Benché vengano spesso usati come sinonimi, lo sviluppo economico non va confuso con la crescita economica. La crescita economica misura grandezze aggregate, indicatori quantitativi di ricchezza quali il tasso d'aumento nel tempo del prodotto interno lordo per abitante; lo sviluppo invece è un processo che implica la modifica di alcune caratteristiche del sistema economico ovvero alcuni elementi costitutivi degli aggregati.
L'aspetto qualitativo dello sviluppo è venuto sempre più in primo piano in parallelo a problematiche che si sono fatte sempre più pressanti negli ultimi decenni, come la salvaguardia dell'ambiente, il divario sociale che la crescita crea, ecc. Ci si è resi conto che una più equilibrata distribuzione della ricchezza tra i gruppi sociali, la tutela dell'ambiente, valori collettivi e istituzioni adeguate non sono solo un imperativo etico da perseguire, ma condizioni che sostengono il processo di sviluppo rendendolo regolare nel tempo. A tal proposito si parla anche di sviluppo sostenibile.

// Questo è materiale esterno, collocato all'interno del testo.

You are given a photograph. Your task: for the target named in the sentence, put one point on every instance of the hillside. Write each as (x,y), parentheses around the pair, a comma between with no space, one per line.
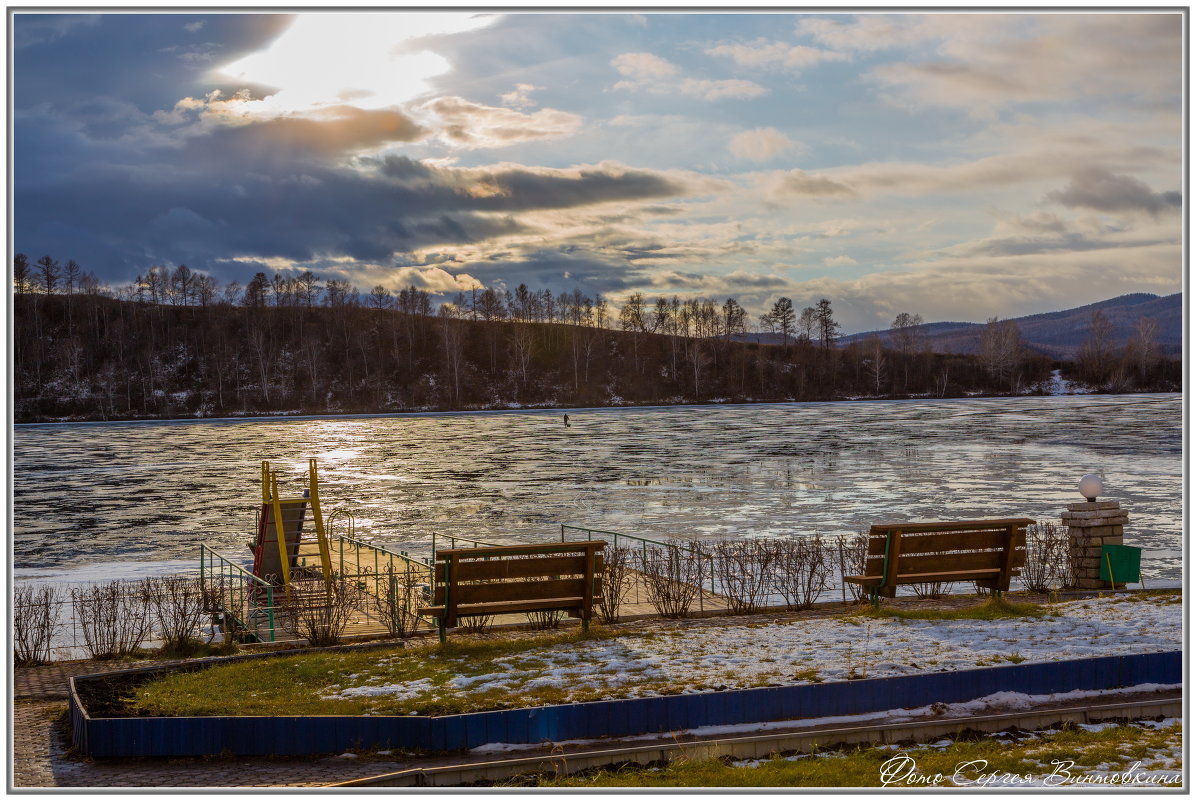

Il rapporto tra aspetti quantitativi e aspetti qualitativi della crescita economica è infatti un rapporto biunivoco, d'interdipendenza reciproca: la qualità della crescita influisce sulla sua quantità e d'altronde più ampia è la formazione di nuova ricchezza, più si avranno risorse per migliorarne la qualità.
Alcuni autori hanno criticato la teoria di uno sviluppo giudicandola come una figura retorica senza un effettivo riflesso sociale "al di là di una cinica conservazione di uno status quo in cui alcuni ricchi diventano sempre più ricchi mentre, e questo è sicuro, i poveri non diventano meno poveri."[1]
Teorie dello Sviluppo Economico erano presenti nella disciplina economica classica sin da Adam Smith, ma si riferivano in genere alle modalità attraverso cui i paesi che avevano superato la fase del take off potevano mantenere e gestire uno sviluppo equilibrato e costante. Già Joseph Schumpeter, all'inizio del XX secolo, aveva compiuto un primo passo di rottura con la tradizione classica esponendo nella sua Teoria dello Sviluppo Economico del 1911 un modello dinamico di sviluppo, ma fu lo studio quantitativo di Colin Clark del 1939 a spingere gli economisti a comprendere che la maggior parte degli esseri umani non viveva in un avanzato sistema ad economia capitalista.
La nascita del processo evolutivo di sviluppo economico viene fatta coincidere con le ricostruzioni avviate a conclusione della seconda guerra mondiale. Nel 1949, durante il suo discorso inaugurale, il nuovo presidente degli Stati Uniti Harry Truman ha identificato lo sviluppo delle aree non sviluppate come una priorità per l'Occidente. Fino al 1960 lo Stato ha svolto un ruolo importante nel promuovere l'industrializzazione dei paesi in via di sviluppo, seguendo le teorie della modernizzazione. Questo periodo è stato seguito da un breve periodo di sviluppo dei bisogni fondamentali, concentrandosi sullo sviluppo del capitale umano e la redistribuzione della ricchezza nel 1970. Il neoliberismo è emerso nel 1980 portando in primo piano il libero scambio e la rimozione di politiche di protezione dei prodotti locali rispetto a quelli importati.